The evidence was stacking up against him. Three divorces by the age of 25, six enrollments and dropouts in junior colleges by the age of 30, an undesirable discharge from an army they never would have let him into in the first place except there was a war on, and an ever-increasing number of public disturbances, most of them in bars, that cost him a small fortune in court fines and thirty days in a county jail where all the other misdemeanor inmates steered clean of him and he was given the advice when he was released to move on down the road.

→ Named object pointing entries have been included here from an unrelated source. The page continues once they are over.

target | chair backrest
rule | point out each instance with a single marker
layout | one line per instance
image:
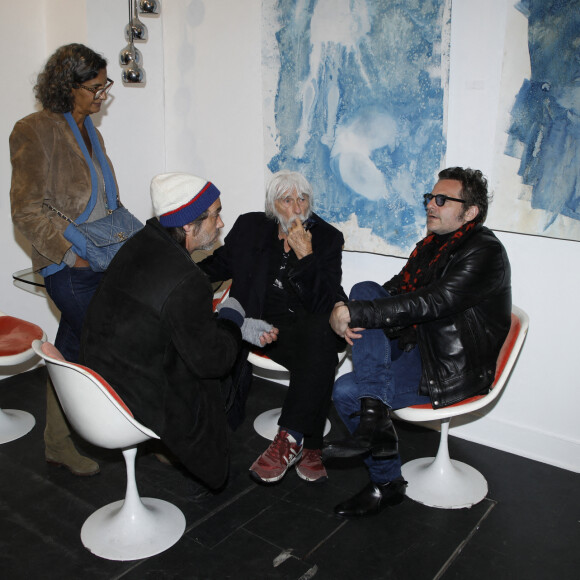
(91, 405)
(505, 363)
(30, 281)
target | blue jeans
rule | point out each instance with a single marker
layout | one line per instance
(71, 289)
(381, 370)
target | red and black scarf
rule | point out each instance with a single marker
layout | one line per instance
(421, 267)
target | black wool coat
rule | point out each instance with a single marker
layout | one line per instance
(244, 257)
(151, 332)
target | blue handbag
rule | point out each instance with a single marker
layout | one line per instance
(105, 236)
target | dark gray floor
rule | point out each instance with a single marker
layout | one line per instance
(528, 527)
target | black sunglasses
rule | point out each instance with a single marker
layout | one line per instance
(98, 93)
(440, 199)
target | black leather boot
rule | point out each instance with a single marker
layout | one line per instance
(373, 498)
(375, 434)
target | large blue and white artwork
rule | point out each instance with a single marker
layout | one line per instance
(355, 99)
(538, 185)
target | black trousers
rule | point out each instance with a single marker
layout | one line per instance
(308, 348)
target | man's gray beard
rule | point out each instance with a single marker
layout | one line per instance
(285, 225)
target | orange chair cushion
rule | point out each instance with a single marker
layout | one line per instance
(16, 335)
(504, 354)
(50, 350)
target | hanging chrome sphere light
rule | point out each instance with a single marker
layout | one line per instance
(130, 54)
(130, 58)
(135, 30)
(133, 74)
(148, 6)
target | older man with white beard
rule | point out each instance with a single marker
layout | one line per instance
(286, 268)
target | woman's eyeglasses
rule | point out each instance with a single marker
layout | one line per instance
(440, 199)
(98, 93)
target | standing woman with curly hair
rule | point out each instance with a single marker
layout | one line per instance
(59, 166)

He’d been moving on down the road for years, and in Topeka he strolled in and bought an AK-47 as easy as buying a candy bar; falling back on his understanding of weapons that he’d picked up in his nine months in the army, he shot the hell out of a shopping mall and killed twelve people indiscriminately, which for a week made him the most talked-about introvert in the country and provided the raw material for a best-selling book by another introvert, who was saved from a similar fate by his ability to explain things.